Plusieurs organisations panafricaines, la CBLT, la Communauté économique des Etats d'Afrique de l'Ouest (Cédéao), la Communauté des Etats sahélo-sahariens (Cen-Sad) sont également présentes, de même que l'Organisation de la conférence islamique (OCI).

"Boko Haram a multiplié les attaques et s'est constitué un vaste territoire aux frontières de nos quatre pays qu'elle administre désormais selon ses propres règles", a estimé le ministre nigérien.

L'attaque contre la ville stratégique de Baga, dans le nord-est nigérian, témoigne particulièrement de "la puissance de feu" croissante du groupe islamiste qui dispose "de plus en plus de moyens considérables".

 

- 'Notre lenteur' -

 

Cette montée en puissance traduit surtout "notre lenteur et notre incapacité à lui opposer une réponse robuste", observe le ministre nigérien, pour qui "la situation sécuritaire au Nigeria et dans le bassin du lac Tchad s'est considérablement dégradée".

Selon Amnesty International, l'attaque de Baga est "la plus grande et la plus destructrice" jamais perpétrée par les islamistes depuis le début de leur insurrection en 2009. Celle-ci a fait plus de 13.000 morts au Nigeria et 1,5 million de déplacés.

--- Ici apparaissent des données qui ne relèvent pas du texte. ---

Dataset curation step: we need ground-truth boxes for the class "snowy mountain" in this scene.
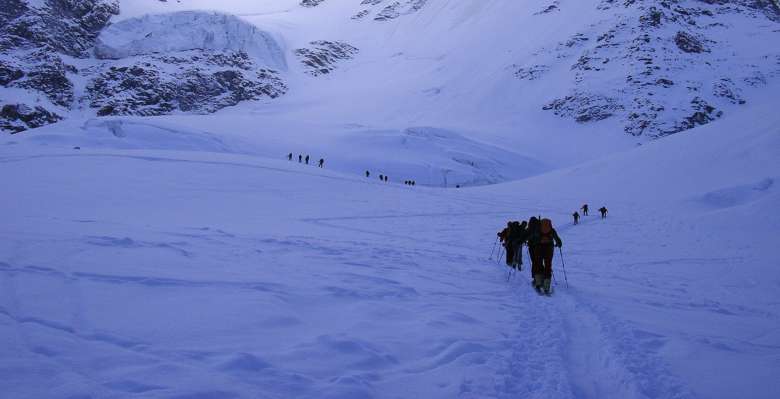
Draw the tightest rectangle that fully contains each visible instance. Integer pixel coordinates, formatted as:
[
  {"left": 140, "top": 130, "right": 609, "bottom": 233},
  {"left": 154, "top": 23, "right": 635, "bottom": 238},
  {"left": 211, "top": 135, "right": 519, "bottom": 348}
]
[
  {"left": 0, "top": 0, "right": 780, "bottom": 399},
  {"left": 0, "top": 0, "right": 780, "bottom": 138}
]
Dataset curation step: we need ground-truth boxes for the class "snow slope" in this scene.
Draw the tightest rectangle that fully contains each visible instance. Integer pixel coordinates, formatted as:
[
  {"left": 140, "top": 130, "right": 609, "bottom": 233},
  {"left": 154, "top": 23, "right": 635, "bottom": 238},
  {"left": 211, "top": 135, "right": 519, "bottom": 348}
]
[{"left": 0, "top": 91, "right": 780, "bottom": 398}]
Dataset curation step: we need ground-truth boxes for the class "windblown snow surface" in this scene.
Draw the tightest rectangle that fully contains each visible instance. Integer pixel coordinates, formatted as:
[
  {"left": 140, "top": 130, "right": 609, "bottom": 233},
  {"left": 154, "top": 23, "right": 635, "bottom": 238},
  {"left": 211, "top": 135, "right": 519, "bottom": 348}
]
[
  {"left": 0, "top": 0, "right": 780, "bottom": 399},
  {"left": 0, "top": 91, "right": 780, "bottom": 398}
]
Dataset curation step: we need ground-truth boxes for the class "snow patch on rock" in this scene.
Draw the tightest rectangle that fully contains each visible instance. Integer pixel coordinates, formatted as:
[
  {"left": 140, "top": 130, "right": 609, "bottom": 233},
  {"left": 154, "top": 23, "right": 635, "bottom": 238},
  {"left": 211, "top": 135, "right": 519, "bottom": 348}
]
[{"left": 95, "top": 11, "right": 287, "bottom": 70}]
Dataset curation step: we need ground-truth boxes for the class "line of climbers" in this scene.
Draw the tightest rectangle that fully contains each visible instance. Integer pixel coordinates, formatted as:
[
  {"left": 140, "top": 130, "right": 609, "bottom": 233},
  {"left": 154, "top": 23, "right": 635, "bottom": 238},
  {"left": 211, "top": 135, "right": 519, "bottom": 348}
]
[
  {"left": 287, "top": 153, "right": 417, "bottom": 186},
  {"left": 498, "top": 217, "right": 563, "bottom": 295},
  {"left": 287, "top": 153, "right": 325, "bottom": 168},
  {"left": 571, "top": 204, "right": 609, "bottom": 224}
]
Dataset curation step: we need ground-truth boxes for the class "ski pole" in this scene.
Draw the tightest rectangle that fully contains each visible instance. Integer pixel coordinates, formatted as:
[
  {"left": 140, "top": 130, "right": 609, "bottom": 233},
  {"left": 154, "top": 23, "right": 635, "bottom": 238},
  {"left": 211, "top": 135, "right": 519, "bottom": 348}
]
[
  {"left": 488, "top": 237, "right": 498, "bottom": 260},
  {"left": 558, "top": 247, "right": 569, "bottom": 288}
]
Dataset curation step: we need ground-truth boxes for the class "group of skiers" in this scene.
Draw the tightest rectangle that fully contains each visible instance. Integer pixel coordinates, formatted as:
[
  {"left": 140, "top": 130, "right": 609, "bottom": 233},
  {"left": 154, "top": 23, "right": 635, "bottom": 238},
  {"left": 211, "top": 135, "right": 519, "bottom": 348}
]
[
  {"left": 366, "top": 170, "right": 417, "bottom": 186},
  {"left": 498, "top": 217, "right": 563, "bottom": 295},
  {"left": 287, "top": 153, "right": 325, "bottom": 168},
  {"left": 571, "top": 204, "right": 609, "bottom": 224}
]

Dimanche encore, Boko Haram a lancé dans l'extrême-nord du Cameroun un nouveau raid meurtrier, enlevant une soixantaine de personnes et en tuant plusieurs autres. L'armée tchadienne s'y déploie depuis le week-end dernier pour stopper les attaques du groupe nigérian sur le territoire de son voisin, et son président, Idriss Deby, a appelé samedi à une large coalition régionale contre Boko Haram, affichant sa volonté de reprendre Baga, située sur les rives du lac Tchad.

"Nous ne pouvons pas rester indifférents sur ce qui se passe chez nos voisins. Le Cameroun est la porte d'entrée et de sortie du Tchad sur le plan économique", a justifié le président tchadien Idriss Déby, qui a lancé un appel aux autres pays d'Afrique centrale pour "constituer une large coalition".

Un engagement tchadien qualifié par Mohamed Bazoum d'"évolution positive la plus significative" dans la lutte menée jusqu'à présent contre les islamistes nigérians .

La décision tchadienne est "tout à fait légitime", "il fallait qu'il y ait des réactions sur-le-champ", des "réactions naturelles, de légitime défense", a remarqué Hiroute Guebre Sellassie, l'envoyée spéciale des Nations unies pour le Sahel, mardi à Dakar.

"Les choses pressent, on ne pouvait pas attendre la mise en place formelle d'une force régionale. Le Tchad défend la région mais défend aussi le Tchad en prenant cette initiative, parce que les risques qu'encourt le Tchad sont peut-être tout aussi graves que ceux qu'encourt le Cameroun", a-t-elle analysé.